Part 5: MIPS Instruction Set

In this section, we will describe the encoding format of MIPS assembly instructions, list the most common MIPS instructions, and discuss the anatomy of pseudo-instructions.

MIPS Instruction Formats

In Part 1: Introduction to MIPS Assembly, we discussed that assembly instructions are mnemonics for the combination of 1's and 0's that are defined as machine code instructions.

MIPS Instructions are always 4 bytes (32 bits) in size. To distinguish one instruction from another, several bits out of the 32 are assigned to represent the operation code (opcode), while other bits are assigned to represent the source and destination registers.

These combinations of bits make up several different types of MIPS instruction formats.

They are:

R Instructions
I Instructions
J Instructions

Each instruction format follows a different syntax and encoding which will be described below in big-endian format. This is also described in greater detail from the MIPS Assembly Wikibook here

R Instruction Format

[R]egister instructions have operands that are registers.

An R instruction has the machine-code format:

[ opcode (6 bits) ] [ Rs (5 bits) ] [ Rt (5 bits) ] [ Rd (5 bits) ] [ shift (5 bits) ] [ function code (6 bits) ]

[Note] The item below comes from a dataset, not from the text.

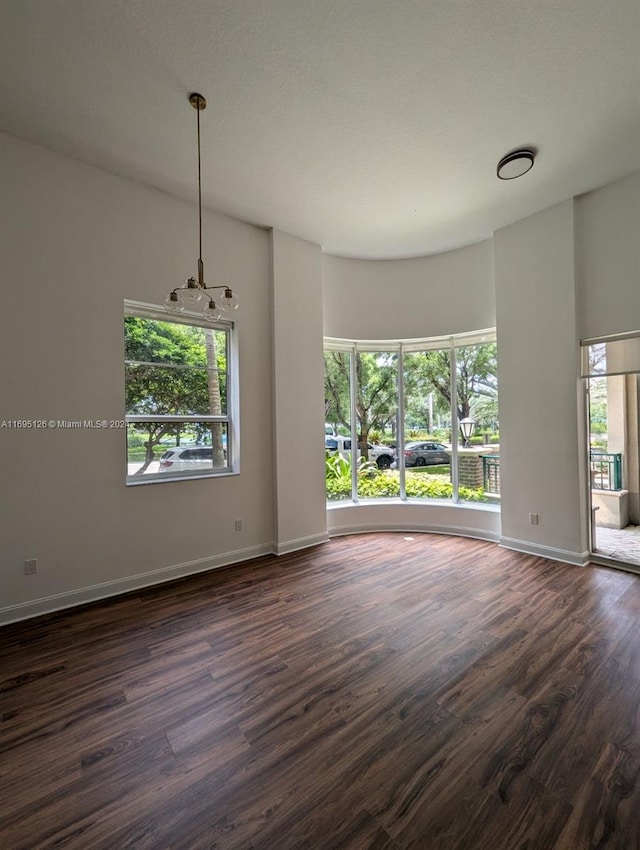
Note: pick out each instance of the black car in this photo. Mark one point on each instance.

The opcode is the binary representation of the instruction. Related instructions can have the same opcode to which the function code bits of the instruction are used to tell the difference.

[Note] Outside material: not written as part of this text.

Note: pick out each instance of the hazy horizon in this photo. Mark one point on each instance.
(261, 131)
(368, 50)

For example, add and addu have the same opcode but different function codes.

Rs, Rt, and Rd represent source register, target register, and destination registers respectively.

shift bits are used with the shift instructions and determine the number of shifts to be performed.

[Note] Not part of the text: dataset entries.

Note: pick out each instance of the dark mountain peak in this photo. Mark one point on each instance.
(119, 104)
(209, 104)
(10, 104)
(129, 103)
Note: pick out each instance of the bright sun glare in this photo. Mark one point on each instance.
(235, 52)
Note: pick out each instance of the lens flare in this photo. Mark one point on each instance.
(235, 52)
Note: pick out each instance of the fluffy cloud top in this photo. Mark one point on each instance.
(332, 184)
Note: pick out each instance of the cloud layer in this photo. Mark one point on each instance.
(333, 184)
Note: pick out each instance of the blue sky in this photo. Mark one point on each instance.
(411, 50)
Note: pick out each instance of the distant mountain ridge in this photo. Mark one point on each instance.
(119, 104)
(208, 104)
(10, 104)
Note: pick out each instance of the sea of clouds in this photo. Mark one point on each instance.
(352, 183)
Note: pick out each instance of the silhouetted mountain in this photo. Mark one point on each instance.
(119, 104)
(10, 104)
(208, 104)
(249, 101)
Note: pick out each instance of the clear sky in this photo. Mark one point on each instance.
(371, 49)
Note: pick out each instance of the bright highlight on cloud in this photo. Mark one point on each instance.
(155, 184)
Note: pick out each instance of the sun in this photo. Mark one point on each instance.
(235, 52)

R Instructions that do not directly fit the machine-code format and omit bits for example Rd or shift bits will have those bits as all 0's.

For example, jr Rs has the encoding 0000 00ss sss0 0000 0000 0000 0000 1000

An incomplete list of R-type instructions is

add
addu
and
or
sll
jr

An example of an R-type instruction in binary format would be: 0000 0010 0011 0010 1000 0000 0010 0000

And the equivalent assembly instruction is: add $s0, $s1, $s2

I Instruction Format

[I]mmediate instructions have an operand that is an immediate value to be operated onto a register.

An I instruction has the machine-code format:

[ opcode (6 bits) ] [ Rs (5 bits) ] [ Rt (5 bits) ] [ Immediate (16 bits) ]

Just as in R-type instructions, the opcode is the binary representation of the instruction and Rs and Rt represent source register and target register respectively.

The immediate value is also called the offset when it comes to the load instructions.

An incomplete list of I-type instructions are

beq
bne
addi
lb
lui

An example of an I instruction in binary format would be: 0010 0011 1011 1101 0000 0000 0000 0100

And the equivalent assembly instruction is: addi $sp, $sp, 4

J Instruction Format

[J]ump instructions describe the format for an instruction where a jump is being performed. Jumps and branches will be described in greater detail in Part 6: Jumps and Branches

A J instruction has the machine-code format:

[ opcode (6 bits) ] [ absolute-address (26 bits) ]

The absolute address is a 26-bit shortened memory address that is the destination of the jump.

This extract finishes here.